A: Assuming that certain products are those that require a greater level of involvement, there are several factors beyond how I feel about or trust the brand. So while the brand is certainly important, which helps to boost enthusiasm and desire, it is not the final determinant. If any mental images invoke negative feelings, I walk away.
If costs are less a concern, such as a pair of Bluetooth headphones for twelve bucks on eBay, the risk is lower and trial comes easier. If those headphones happen to last just one year, then it was still a good decision overall, where the low cost allows room for guilt-free experimentation of an unknown, China-made brand. Besides, I’m never one to buy a $200 pair of Oakley sunglasses even if I have a $1,000 burning in my wallet. More often, the cost/benefit side of the equation guides the decision using logic, overriding any emotional attachment, or impulsive feelings. Do I really need those sunglasses knowing I will break them or lose them just the same?
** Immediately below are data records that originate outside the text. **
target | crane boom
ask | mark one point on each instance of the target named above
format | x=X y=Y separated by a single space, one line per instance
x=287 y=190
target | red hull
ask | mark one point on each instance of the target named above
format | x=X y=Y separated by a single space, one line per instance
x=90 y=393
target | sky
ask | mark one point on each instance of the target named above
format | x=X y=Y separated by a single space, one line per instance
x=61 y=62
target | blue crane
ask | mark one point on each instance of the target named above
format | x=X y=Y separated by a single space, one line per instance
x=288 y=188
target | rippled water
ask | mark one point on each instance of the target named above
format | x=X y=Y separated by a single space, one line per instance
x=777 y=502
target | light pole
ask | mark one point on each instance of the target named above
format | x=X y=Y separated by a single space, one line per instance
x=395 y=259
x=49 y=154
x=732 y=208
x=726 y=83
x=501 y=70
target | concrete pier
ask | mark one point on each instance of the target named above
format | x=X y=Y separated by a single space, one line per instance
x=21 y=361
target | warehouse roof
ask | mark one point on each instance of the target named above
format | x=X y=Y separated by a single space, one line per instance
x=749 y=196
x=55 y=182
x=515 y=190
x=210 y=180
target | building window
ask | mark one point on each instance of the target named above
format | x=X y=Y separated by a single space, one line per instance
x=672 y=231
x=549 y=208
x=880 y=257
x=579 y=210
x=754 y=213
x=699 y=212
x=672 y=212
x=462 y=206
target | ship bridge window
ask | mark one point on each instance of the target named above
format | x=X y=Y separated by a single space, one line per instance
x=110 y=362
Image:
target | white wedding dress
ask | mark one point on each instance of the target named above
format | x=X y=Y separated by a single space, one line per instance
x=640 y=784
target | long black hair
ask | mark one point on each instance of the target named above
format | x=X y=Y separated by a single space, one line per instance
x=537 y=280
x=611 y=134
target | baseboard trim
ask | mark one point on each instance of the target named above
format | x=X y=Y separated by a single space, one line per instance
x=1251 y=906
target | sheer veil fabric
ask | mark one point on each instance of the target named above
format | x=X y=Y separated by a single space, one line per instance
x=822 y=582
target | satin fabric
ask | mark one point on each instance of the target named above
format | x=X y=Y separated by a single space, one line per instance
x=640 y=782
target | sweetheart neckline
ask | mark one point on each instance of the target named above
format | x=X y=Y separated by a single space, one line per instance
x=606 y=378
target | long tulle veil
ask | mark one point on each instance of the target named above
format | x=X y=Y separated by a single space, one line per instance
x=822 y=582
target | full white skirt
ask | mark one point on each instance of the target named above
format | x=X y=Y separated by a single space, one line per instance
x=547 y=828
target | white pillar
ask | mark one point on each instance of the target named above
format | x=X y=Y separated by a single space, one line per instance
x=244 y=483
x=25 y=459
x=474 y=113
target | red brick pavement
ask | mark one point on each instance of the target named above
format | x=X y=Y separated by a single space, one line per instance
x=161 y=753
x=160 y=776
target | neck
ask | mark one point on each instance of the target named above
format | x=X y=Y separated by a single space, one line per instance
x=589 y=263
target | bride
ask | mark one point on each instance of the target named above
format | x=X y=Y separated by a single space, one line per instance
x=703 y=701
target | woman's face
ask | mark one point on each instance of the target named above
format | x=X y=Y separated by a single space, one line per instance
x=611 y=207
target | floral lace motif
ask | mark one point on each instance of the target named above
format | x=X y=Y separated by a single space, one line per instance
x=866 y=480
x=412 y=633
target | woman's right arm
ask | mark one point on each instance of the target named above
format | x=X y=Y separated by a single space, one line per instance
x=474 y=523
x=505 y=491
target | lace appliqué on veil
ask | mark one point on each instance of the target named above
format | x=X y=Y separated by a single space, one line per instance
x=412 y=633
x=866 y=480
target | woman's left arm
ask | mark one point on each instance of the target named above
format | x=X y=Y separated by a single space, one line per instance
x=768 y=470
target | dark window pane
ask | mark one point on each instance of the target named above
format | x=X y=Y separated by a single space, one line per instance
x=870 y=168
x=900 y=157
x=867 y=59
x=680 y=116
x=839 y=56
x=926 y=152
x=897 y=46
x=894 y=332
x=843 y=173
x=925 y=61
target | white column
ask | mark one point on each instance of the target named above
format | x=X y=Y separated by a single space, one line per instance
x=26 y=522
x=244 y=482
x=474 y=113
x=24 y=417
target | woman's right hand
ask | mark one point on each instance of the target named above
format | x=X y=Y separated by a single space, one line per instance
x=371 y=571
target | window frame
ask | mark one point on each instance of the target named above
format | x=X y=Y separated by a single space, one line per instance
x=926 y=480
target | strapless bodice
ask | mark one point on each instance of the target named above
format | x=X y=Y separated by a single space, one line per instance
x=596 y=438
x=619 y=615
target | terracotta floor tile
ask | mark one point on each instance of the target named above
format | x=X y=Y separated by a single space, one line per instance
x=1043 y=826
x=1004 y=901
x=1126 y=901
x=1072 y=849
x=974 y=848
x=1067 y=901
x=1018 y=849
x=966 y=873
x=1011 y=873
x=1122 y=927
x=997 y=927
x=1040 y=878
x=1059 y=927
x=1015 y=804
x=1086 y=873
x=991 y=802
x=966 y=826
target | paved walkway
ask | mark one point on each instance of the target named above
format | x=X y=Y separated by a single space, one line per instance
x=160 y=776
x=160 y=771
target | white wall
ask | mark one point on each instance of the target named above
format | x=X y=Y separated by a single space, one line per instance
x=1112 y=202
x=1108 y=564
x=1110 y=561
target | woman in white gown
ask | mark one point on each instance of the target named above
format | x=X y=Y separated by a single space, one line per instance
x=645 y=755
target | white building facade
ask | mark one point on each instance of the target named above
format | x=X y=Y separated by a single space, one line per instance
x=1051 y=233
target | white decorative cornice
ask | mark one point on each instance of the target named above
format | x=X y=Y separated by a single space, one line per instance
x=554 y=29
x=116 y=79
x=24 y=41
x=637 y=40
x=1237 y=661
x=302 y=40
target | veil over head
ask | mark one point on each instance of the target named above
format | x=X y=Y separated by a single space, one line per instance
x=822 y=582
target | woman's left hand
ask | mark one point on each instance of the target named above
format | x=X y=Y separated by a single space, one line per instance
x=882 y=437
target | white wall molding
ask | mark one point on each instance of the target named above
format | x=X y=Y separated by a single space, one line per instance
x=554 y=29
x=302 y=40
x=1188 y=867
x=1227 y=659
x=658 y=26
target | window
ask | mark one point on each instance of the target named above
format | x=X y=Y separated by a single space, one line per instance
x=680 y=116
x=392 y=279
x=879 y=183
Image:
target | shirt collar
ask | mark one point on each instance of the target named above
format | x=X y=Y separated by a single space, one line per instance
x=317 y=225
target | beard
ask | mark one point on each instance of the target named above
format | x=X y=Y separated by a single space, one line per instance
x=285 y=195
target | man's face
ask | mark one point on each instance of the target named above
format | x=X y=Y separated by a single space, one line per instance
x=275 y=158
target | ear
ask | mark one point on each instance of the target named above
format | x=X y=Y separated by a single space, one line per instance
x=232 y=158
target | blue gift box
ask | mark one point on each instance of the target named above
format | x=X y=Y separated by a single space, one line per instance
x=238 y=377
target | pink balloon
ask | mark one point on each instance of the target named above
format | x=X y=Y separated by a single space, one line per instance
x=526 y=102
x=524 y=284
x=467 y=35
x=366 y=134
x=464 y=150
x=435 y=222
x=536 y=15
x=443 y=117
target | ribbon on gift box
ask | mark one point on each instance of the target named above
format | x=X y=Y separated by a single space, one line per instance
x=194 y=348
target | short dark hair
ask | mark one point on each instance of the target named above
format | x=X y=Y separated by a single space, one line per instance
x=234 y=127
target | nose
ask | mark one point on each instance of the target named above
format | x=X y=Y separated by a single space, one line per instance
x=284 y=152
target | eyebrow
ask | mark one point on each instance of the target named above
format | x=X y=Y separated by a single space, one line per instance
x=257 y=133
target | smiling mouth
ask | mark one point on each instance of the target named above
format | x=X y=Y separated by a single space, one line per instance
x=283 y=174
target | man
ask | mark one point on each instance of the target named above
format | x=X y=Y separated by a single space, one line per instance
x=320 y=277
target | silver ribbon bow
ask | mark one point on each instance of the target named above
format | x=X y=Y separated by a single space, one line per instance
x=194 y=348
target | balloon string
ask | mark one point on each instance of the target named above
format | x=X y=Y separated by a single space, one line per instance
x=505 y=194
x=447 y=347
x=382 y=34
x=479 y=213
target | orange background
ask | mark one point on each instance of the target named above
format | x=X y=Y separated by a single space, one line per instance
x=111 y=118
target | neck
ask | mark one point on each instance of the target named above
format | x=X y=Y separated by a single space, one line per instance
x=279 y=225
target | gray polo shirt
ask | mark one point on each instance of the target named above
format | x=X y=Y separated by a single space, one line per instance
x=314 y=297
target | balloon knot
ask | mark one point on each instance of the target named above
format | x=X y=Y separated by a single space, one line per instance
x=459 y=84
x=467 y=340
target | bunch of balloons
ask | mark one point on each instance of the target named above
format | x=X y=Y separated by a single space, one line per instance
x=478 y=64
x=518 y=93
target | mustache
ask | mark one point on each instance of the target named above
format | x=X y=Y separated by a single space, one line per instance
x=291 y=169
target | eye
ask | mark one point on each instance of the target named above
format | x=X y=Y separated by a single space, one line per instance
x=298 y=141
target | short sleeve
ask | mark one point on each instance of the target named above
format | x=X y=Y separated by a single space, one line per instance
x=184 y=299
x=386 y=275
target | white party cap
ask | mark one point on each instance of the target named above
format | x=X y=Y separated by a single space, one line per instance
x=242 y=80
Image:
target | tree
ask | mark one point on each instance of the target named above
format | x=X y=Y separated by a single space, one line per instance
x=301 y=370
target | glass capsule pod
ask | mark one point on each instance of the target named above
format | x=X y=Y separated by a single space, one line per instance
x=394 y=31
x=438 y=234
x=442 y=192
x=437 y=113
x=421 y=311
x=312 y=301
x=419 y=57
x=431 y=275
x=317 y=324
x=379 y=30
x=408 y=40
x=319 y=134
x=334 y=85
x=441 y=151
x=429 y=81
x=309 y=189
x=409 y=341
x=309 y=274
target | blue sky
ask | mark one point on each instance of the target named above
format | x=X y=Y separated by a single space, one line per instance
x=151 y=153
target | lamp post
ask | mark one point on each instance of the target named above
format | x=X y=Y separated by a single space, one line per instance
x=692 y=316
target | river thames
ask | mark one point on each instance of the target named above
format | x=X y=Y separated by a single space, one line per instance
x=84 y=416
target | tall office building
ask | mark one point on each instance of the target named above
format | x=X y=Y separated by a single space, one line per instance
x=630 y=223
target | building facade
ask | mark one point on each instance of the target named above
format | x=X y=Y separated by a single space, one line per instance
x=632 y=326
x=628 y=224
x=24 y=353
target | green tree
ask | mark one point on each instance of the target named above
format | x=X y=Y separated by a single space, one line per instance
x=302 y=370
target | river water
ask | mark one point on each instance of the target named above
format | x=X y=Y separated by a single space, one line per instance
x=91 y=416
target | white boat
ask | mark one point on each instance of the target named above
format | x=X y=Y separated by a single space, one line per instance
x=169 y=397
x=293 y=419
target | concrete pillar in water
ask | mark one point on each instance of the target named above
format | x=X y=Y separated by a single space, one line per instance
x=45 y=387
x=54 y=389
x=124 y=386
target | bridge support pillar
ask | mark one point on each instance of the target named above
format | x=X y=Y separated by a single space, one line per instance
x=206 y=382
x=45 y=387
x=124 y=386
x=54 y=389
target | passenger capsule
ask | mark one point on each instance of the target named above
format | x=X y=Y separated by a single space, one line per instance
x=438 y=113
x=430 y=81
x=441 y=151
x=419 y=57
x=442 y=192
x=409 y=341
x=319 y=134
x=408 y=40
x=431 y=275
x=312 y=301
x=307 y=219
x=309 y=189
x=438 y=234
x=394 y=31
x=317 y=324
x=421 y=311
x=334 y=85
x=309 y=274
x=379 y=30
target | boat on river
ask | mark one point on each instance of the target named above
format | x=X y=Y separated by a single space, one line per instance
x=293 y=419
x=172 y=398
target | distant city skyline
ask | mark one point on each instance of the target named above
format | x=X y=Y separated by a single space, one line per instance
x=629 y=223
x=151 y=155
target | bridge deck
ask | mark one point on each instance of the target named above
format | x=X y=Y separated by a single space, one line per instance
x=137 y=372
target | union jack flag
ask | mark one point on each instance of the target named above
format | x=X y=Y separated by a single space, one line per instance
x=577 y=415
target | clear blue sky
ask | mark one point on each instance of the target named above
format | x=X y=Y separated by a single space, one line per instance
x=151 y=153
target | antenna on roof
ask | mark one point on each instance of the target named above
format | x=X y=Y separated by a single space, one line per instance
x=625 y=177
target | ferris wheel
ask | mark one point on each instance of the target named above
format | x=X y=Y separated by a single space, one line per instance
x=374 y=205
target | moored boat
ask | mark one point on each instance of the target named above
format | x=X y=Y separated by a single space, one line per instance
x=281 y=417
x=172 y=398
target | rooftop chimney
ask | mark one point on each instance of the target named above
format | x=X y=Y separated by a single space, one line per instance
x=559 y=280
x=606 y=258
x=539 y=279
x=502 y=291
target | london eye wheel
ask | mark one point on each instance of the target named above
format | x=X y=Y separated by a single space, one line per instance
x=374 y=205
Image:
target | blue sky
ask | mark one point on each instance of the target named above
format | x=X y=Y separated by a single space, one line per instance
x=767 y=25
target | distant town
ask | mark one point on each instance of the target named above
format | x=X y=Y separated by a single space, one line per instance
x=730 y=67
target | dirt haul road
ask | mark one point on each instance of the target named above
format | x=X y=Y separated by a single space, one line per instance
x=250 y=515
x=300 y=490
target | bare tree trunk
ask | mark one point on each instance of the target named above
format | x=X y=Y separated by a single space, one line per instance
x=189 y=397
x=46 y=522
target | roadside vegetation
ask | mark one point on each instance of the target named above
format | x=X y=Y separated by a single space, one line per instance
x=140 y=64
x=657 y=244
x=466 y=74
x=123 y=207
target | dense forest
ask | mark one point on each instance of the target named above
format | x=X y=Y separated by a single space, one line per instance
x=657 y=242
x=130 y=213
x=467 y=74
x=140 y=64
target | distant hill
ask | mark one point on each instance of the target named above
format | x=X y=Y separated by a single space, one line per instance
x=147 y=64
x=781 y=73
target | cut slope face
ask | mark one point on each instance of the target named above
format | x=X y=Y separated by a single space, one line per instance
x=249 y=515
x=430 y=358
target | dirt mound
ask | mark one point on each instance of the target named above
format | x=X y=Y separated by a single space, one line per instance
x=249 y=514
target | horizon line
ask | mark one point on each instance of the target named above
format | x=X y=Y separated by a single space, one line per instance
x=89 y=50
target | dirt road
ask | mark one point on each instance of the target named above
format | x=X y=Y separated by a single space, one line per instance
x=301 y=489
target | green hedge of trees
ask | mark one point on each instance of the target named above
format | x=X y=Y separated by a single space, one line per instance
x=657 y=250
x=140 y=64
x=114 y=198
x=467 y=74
Q: How do you assess value?
A: Ads and brand messages are less important to me versus having the wisdom as to whether or not a product will last or function as desired. I may recall the company’s ad or tagline as I ponder a purchase and perhaps even sing the song and do a little dance if no one is looking, but will quickly determine if the brand and its multi-million dollar jingle bear any relevance to my decision. Therefore, consumer trial is a good teacher of emotional separation and buyer comfort, ensuring that the motivation is not whimsical and certainly not because the brand message was cool with a popular celebrity. Perhaps I’m just getting old and I see right through most of it like wet unbranded tissue.
Q: Where do you go for consumer info or insights?
A: Today, we have a good supply of sources that can help make trust evaluations sounder. Websites like Yelp (for services), Glassdoor (for jobs), Reddit (for various conversations) and Consumer Reports, FTC, or BBB (for business practice and product performance data), all provide an inside look into brands and service models, while there are endless sites, social media channels, and blogs for electronics, cars, and other durable goods that assess and publish research findings and customer value scores. And through a collective effort of consumer data input, we can see how many stars or negative reviews a product receives before committing to a purchase. This helps us to break through the hype and celebrity sponsors, making this part of the information age very powerful for consumers.
Q: Is there such a thing as a low- or high-value perception market?
A: Similar is the rating systems for watching a movie or trying a new recipe, we look to the opinions of others to guide our decisions, potentially becoming a 4-stars-and-up crowd. Perhaps this dynamic could be your new market segment, those who are unwilling to take risks where the value is perceived too low. On the other hand, 3-stars may be sufficient for others and maybe a good target segment for dollar-value marketing or private label sales strategies, where costs are low enough that the perception of value is thereby restored. So, yes.